The fees accrued by the administrators of collapsed contractor NMCN have reached nearly £3m, a report has revealed.

Grant Thornton, which was appointed to manage the affairs of NMCN in October 2021, said that cumulative recorded-time costs for the administration to date had amounted to £2.98m, with just over £1m incurred since May.

Last week it was revealed that up to 3,000 unsecured creditors, which are owed a total of £115m, face losing out as a result of the firm’s collapse. NMCN turned over £400m in its last published accounts.

In a recently published report, administrators stated that they incurred costs of £1.08m for 2,480 hours of work since a previous progress report was published in May.

The £2.9m cost of its administration so far compares with a reported £7.2m cost to handle the affairs of collapsed retailer Debenhams, which had turned over £2.3bn and employed 12,000 people before going under in April 2020.

DRS Bond Management director Chris Davies said the administrator’s costs could be attributed to the speed at which administrators looked to recoup costs and the unique circumstances surrounding the contractor’s demise.

“NMCN were underperforming across [many] contracts at the time of its demise. Any amounts due to it in its debtors ledger – for example, outstanding payment certificates and retention – will have been vigorously defended/repudiated by its [clients],” he said.

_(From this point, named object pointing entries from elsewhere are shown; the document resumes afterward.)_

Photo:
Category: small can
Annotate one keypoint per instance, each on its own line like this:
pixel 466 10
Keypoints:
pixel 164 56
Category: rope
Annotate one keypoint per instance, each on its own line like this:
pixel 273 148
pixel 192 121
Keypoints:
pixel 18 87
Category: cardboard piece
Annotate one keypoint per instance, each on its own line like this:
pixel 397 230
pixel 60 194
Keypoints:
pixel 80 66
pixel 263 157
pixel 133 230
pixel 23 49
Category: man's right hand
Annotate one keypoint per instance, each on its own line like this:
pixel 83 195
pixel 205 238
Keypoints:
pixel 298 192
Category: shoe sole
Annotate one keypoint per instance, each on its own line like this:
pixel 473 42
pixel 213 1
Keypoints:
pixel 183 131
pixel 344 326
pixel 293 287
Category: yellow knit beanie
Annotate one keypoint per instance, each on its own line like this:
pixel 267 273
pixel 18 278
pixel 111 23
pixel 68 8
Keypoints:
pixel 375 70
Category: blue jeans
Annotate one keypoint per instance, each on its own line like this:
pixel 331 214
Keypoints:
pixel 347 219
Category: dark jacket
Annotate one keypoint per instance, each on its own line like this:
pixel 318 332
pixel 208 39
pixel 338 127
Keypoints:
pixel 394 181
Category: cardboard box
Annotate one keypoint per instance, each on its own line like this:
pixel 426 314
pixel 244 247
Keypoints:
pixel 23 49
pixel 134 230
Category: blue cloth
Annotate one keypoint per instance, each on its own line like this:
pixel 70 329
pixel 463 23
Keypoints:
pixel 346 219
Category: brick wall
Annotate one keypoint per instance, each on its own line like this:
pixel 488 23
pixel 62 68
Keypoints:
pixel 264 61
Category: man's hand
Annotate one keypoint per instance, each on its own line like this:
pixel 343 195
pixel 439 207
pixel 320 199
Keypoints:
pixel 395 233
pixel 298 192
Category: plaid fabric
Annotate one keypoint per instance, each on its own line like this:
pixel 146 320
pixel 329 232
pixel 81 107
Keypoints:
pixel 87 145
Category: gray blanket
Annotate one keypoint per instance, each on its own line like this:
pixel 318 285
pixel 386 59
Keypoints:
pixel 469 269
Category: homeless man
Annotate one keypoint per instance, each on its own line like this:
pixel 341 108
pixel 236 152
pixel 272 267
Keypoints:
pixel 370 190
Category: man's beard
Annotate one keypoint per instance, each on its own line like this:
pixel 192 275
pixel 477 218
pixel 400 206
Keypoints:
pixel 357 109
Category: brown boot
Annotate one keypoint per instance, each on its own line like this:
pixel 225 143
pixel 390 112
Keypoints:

Grant Thornton declined to comment on the issue.

The administrators confirmed earlier this month that most creditors, including ex-employees, would lose out. The report by joint administrator Nigel Morrison of Grant Thornton said: “We do not currently anticipate that there will be sufficient funds to pay the ordinary preferential creditors of the companies in full or the secondary preferential creditors.

“It is unlikely that there will be sufficient funds to make a distribution to unsecured creditors of the companies (even by virtue of the prescribed part).”

The report stated that ex-employee claims currently total £380,000.

It added that administrators had made payments to secured creditors including Svella – the investor that was leading a £24m refinancing of the contractor – and now expected to be able to pay the company “in full”. The report noted that Svella was owed £12.7m before accruing interest and charges, while another financer and secured creditor, Reflex Bridging, was owed £5.4m.